Consider the “self-hating theory” PA+Not(Con(PA)), or Peano Arithmetic plus the assertion of its own inconsistency. We know that if PA is consistent, then this strange theory must be consistent as well—since otherwise PA would prove its own consistency, which the Incompleteness Theorem doesn’t allow. It follows, by the Completeness Theorem, that PA+Not(Con(PA)) must have a model. But what could such a model possibly look like? In particular, what you happen if, within that model, you just asked to see the proof that PA was inconsistent?
I’ll tell you what would happen: the axioms would tell you that proof of PA’s inconsistency is encoded by a positive integer X. And then you would say, “but what is X?” And the axioms would say, “X.” And you would say, “But what is X, as an ordinary positive integer?”
“No, no, no! Talk to the axioms.”
“Alright, is X greater or less than 10500,000?”
“Greater.” (The axioms aren’t stupid: they know that if they said “smaller”, then you could simply try every smaller number and verify that none of them encode a proof of PA’s inconsistency.)
“Alright then, what’s X+1?”
“Y.”
And so on. The axioms will keep cooking up fictitious numbers to satisfy your requests, and assuming that PA itself is consistent, you’ll never be able to trap them in an inconsistency.
Taking this seriously, it seems that if PA is consistent, then PA + ¬Cons(PA) ⊢ ◻¬Cons(PA) is true, i.e. there exists a term, X, encoding a proof of ¬Cons(PA). It also seems, from “you’ll never be able to trap them”, that we can’t construct this proof. Which is to say, within some PA-like systems of interest, there are things (existentially) provable which are not (constructively) provable. So I agree that an AI should be able to accept statements provable in the second system before modifying to use that system. Our difference is between requiring existential proofs (which are not interesting to me, since things can be provable and yet never proved) and constructive proofs (a set whose membership is undecidable, yet which, by showing equivalence between the two systems or between the first and a subsystem of the second, we can accept). Again however, this is not a real limitation, because the constructive proof of a statement lets us infer that the statement is existentially provable. Thus we recover the “sensible” existentially provable statements, and discard the ones which are provable and yet unprovable.
I don’t think this is quite what you meant. This means PA + ¬Cons(PA) allows you to prove that you can prove ¬Cons(PA), where the second use of the word ‘prove’ does not make reference to any specific formal system.

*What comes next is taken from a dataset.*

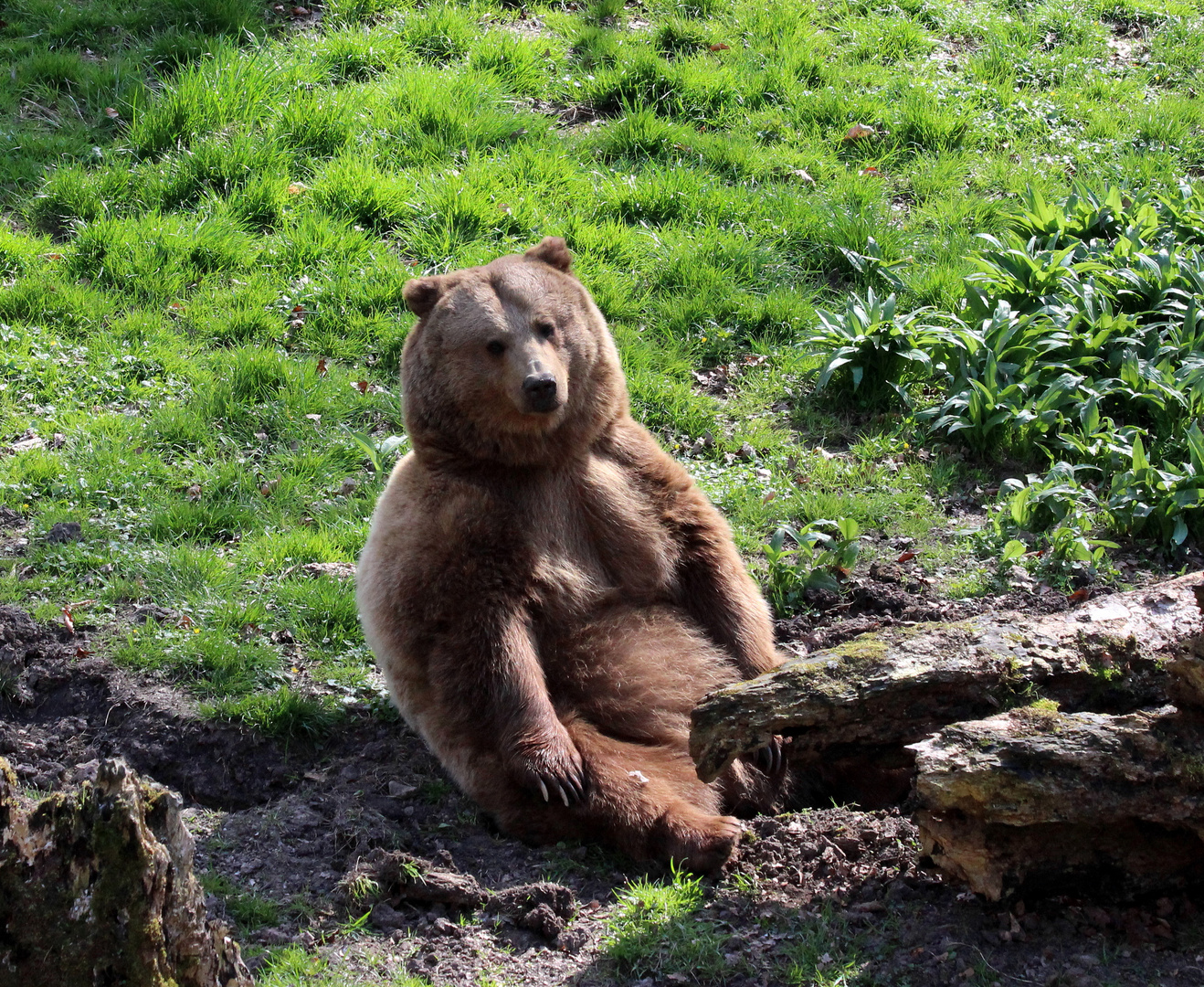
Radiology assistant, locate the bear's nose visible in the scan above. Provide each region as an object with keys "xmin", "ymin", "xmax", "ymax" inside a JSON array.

The turnstile refers to the specific theory that is being used, here PA + ¬Cons(PA), and the box symbol is used when the meaning is clear from context, but you’ve used both.
Our difference is between requiring existential proofs (which are not interesting to me, since things can be provable and yet never proved) and constructive proofs (a set whose membership is undecidable, yet which, by showing equivalence between the two systems or between the first and a subsystem of the second, we can accept). Again however, this is not a real limitation, because the constructive proof of a statement lets us infer that the statement is existentially provable. Thus we recover the “sensible” existentially provable statements, and discard the ones which are provable and yet unprovable.
This seems like a description of some constructive logic version of PA. I’m not sure exactly how that would work or if there is a standard constructive axiomatization of the natural numbers, but the set of theorems of constructive logic is a subset of those of classical logic, so this will not be able to prove that some given axiom system is trustable if the original system cannot do so.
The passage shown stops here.